A lawsuit for a shoulder injury can range in value. In order to determine a settlement value of a claim, an insurance company will estimate on the lower end of what they think a jury in Kansas or Missouri will award. If you, or your lawyer, submit a demand to an insurance company, you are also estimating what you think a jury would award, usually this estimate is higher than the estimate of the insurance company.
For a shoulder injury that is expected to heal quickly, the value of a claim may be several hundred dollars in pain and suffering. Kansas law requires that injured people reach $2,000 in medical bills before you become eligible for a claim for pain and suffering. Missouri law does not have the same $2,000 threshold requirement.
For a more serious shoulder injury, the value of a claim or lawsuit could be in the tens of thousands, or hundreds of thousands of dollars. Insurance company executives say that “medical bills and the quality treatment are the main value drivers for a personal injury lawsuit.” If your medical bills include a major surgery, or a major surgery has been recommended to you, the value of your claim may increase substantially. Another major value driver is the loss of earning capacity.
What information will an adjuster request for a shoulder injury claim?

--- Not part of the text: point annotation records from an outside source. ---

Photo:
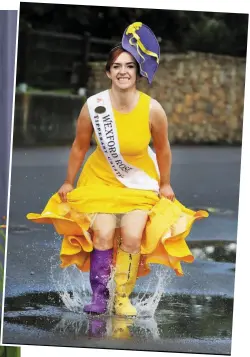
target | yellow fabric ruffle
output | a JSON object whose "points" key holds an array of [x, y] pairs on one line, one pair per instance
{"points": [[164, 238]]}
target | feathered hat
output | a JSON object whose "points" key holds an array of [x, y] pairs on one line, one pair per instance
{"points": [[140, 41]]}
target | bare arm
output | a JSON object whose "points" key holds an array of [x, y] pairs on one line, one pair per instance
{"points": [[159, 131], [80, 145]]}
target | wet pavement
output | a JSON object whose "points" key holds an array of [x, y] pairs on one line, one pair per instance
{"points": [[43, 304]]}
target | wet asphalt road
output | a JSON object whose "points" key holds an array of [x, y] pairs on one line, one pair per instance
{"points": [[194, 313]]}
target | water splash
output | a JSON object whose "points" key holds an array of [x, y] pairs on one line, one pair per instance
{"points": [[74, 289]]}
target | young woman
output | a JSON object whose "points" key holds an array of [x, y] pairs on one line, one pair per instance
{"points": [[123, 212]]}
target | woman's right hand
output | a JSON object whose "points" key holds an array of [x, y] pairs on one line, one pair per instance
{"points": [[64, 190]]}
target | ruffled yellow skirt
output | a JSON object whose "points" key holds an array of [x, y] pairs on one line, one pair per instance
{"points": [[164, 237]]}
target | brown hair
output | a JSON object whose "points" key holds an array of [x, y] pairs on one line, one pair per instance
{"points": [[113, 54]]}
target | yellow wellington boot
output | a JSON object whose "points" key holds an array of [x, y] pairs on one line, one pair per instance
{"points": [[125, 278], [121, 326]]}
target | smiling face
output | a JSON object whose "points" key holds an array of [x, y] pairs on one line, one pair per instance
{"points": [[123, 71]]}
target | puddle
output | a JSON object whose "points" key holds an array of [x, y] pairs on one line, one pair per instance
{"points": [[177, 316]]}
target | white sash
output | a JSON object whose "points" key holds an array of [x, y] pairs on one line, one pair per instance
{"points": [[102, 118]]}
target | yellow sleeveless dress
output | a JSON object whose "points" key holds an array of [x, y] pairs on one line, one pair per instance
{"points": [[99, 191]]}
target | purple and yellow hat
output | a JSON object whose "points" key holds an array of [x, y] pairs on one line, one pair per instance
{"points": [[140, 41]]}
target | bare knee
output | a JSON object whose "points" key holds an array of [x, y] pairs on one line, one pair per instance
{"points": [[103, 240], [131, 243]]}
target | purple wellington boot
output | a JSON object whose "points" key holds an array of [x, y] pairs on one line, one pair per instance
{"points": [[100, 269]]}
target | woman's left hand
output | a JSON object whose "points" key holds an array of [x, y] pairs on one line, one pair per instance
{"points": [[167, 192]]}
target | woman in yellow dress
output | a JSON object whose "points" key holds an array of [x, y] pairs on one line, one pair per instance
{"points": [[123, 211]]}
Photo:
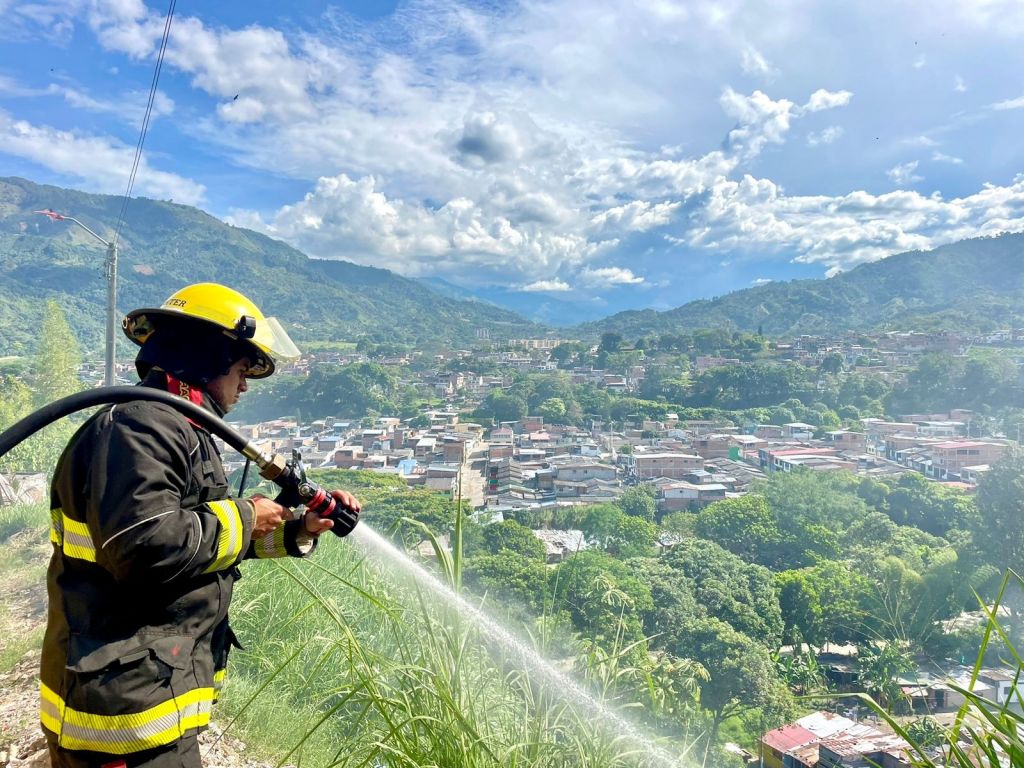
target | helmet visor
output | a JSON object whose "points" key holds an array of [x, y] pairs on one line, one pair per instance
{"points": [[278, 342]]}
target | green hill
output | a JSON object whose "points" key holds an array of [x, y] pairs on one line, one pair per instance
{"points": [[165, 246], [974, 285]]}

An adjuster will ask for sufficient documentation when you are presenting a shoulder injury claim. The adjuster usually requires certain evidence before they are willing to make an offer, including: medical bills, medical records, proof of lost wages (can be shown using tax returns, past bank statements, testimony of a supervisor, check stubs).
If your medical records indicate that you have had prior symptoms or complaints about the body part that you are claiming was injured, an adjuster may request that you provide a complete history of all medical records of treatment you’ve received for that condition. When this happens, a doctor or other health professional may be required to offer an opinion on whether the symptoms or complaints are related to the accident.
How closely will an insurance adjuster review my medical records?
The best insurance adjusters will review your medical records with a magnifying glass. Adjusters typically review every encounter you have with health providers, and they look to see if any records are missing. If there is anything in your medical records that suggest that you may have had similar symptoms prior to your accident, the adjuster will wait to respond to a demand. Experienced adjusters know that they can save the insurance company money if they can track down a medical record that indicates you may be malingering, or a record that shows you’ve had the same problem prior to an accident.
How does an adjuster determine the value of a shoulder injury claim?
In each injury case, the adjuster’s process for determining the value of a case is the same. The adjuster considers two main factors: (1) what are your chances of winning if the case proceeds to trial, taking into consideration your injury and the liability of the claim; and (2) what amount of damages would a jury be likely to award? If the insurance company thinks that you may have a multi-million dollar case if you were to win, but doesn’t think that you are likely to win, the insurance company will offer a low amount to try and get you to settle. The adjuster will also consider the total amount of damages that a jury might award. Juries typically make a decision on two types of damages: economic damages (medical bills, lost wages, etc..) and non-economic damages (pain and suffering).
Juries in Kansas and Missouri are both conservative. Past jury verdicts are a good place to look for what a jury may award for a particular type of injury. An injury lawyer is also likely to have insight on the value of a claim based on their prior experience.